Conclusions and Relevance

Among patients with moderate to severe ARDS, PES-guided PEEP, compared with empirical high PEEP-Fio2, resulted in no significant difference in death and days free from mechanical ventilation. These findings do not support PES-guided PEEP titration in ARDS.

Trial Registration

ClinicalTrials.gov Identifier NCT01681225.

Effect of Esophageal Pressure-guided Positive End-Expiratory Pressure on Survival from Acute Respiratory Distress Syndrome: A Risk-based and Mechanistic Reanalysis of the EPVent-2 Trial.

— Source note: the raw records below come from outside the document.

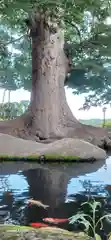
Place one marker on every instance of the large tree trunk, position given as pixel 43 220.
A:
pixel 49 116
pixel 49 112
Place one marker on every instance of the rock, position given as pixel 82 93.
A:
pixel 13 146
pixel 75 147
pixel 50 233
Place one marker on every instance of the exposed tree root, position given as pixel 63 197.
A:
pixel 95 135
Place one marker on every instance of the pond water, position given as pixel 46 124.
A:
pixel 61 186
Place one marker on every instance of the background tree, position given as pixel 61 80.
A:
pixel 60 37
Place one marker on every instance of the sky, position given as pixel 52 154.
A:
pixel 75 102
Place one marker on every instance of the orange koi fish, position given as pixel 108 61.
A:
pixel 39 225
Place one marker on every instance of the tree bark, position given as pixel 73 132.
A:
pixel 50 115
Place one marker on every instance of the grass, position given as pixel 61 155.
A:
pixel 44 158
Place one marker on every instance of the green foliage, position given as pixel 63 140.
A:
pixel 87 36
pixel 12 109
pixel 89 221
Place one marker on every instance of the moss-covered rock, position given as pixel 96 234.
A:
pixel 48 233
pixel 69 149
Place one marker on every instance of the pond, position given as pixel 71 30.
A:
pixel 61 186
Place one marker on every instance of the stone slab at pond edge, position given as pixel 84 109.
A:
pixel 65 148
pixel 49 233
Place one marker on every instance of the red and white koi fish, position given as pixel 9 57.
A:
pixel 38 203
pixel 55 220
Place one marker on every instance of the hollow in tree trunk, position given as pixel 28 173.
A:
pixel 49 116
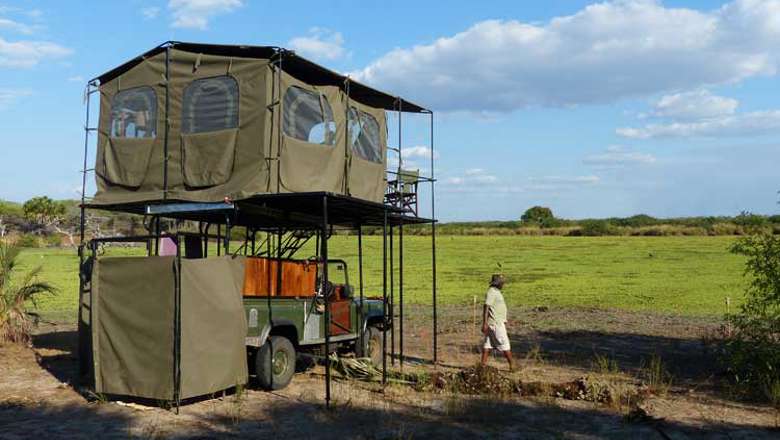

Sarge T, Baedorf-Kassis E, Banner-Goodspeed V, et al. Effect of Esophageal Pressure-guided Positive End-Expiratory Pressure on Survival from Acute Respiratory Distress Syndrome: A Risk-based and Mechanistic Reanalysis of the EPVent-2 Trial. Am J Respir Crit Care Med. 2021;204(10):1153-1163. doi:10.1164/rccm.202009-3539OC

Rationale: In acute respiratory distress syndrome (ARDS), the effect of positive end-expiratory pressure (PEEP) may depend on the extent to which multiorgan dysfunction contributes to risk of death, and the precision with which PEEP is titrated to attenuate atelectrauma without exacerbating overdistension. Objectives: To evaluate whether multiorgan dysfunction and lung mechanics modified treatment effect in the EPVent-2 (Esophageal Pressure-guided Ventilation 2) trial, a multicenter trial of esophageal pressure (Pes)-guided PEEP versus empirical high PEEP in moderate to severe ARDS. Methods: This post hoc reanalysis of the EPVent-2 trial evaluated for heterogeneity of treatment effect on mortality by baseline multiorgan dysfunction, determined via Acute Physiology and Chronic Health Evaluation II (APACHE-II). It also evaluated whether PEEP titrated to end-expiratory transpulmonary pressure near 0 cm H2O was associated with survival. Measurements and Main Results: All 200 trial participants were included. Treatment effect on 60-day mortality differed by multiorgan dysfunction severity (P = 0.03 for interaction). Pes-guided PEEP was associated with lower mortality among patients with APACHE-II less than the median value (hazard ratio, 0.43; 95% confidence interval, 0.20-0.92) and may have had the opposite effect in patients with higher APACHE-II (hazard ratio, 1.69; 95% confidence interval, 0.93-3.05). Independent of treatment group or multiorgan dysfunction severity, mortality was lowest when PEEP titration achieved end-expiratory transpulmonary pressure near 0 cm H2O. Conclusions: The effect on survival of Pes-guided PEEP, compared with empirical high PEEP, differed by multiorgan dysfunction severity. Independent of multiorgan dysfunction, PEEP titrated to end-expiratory transpulmonary pressure closer to 0 cm H2O was associated with greater survival than more positive or negative values. These findings warrant prospective testing in a future trial.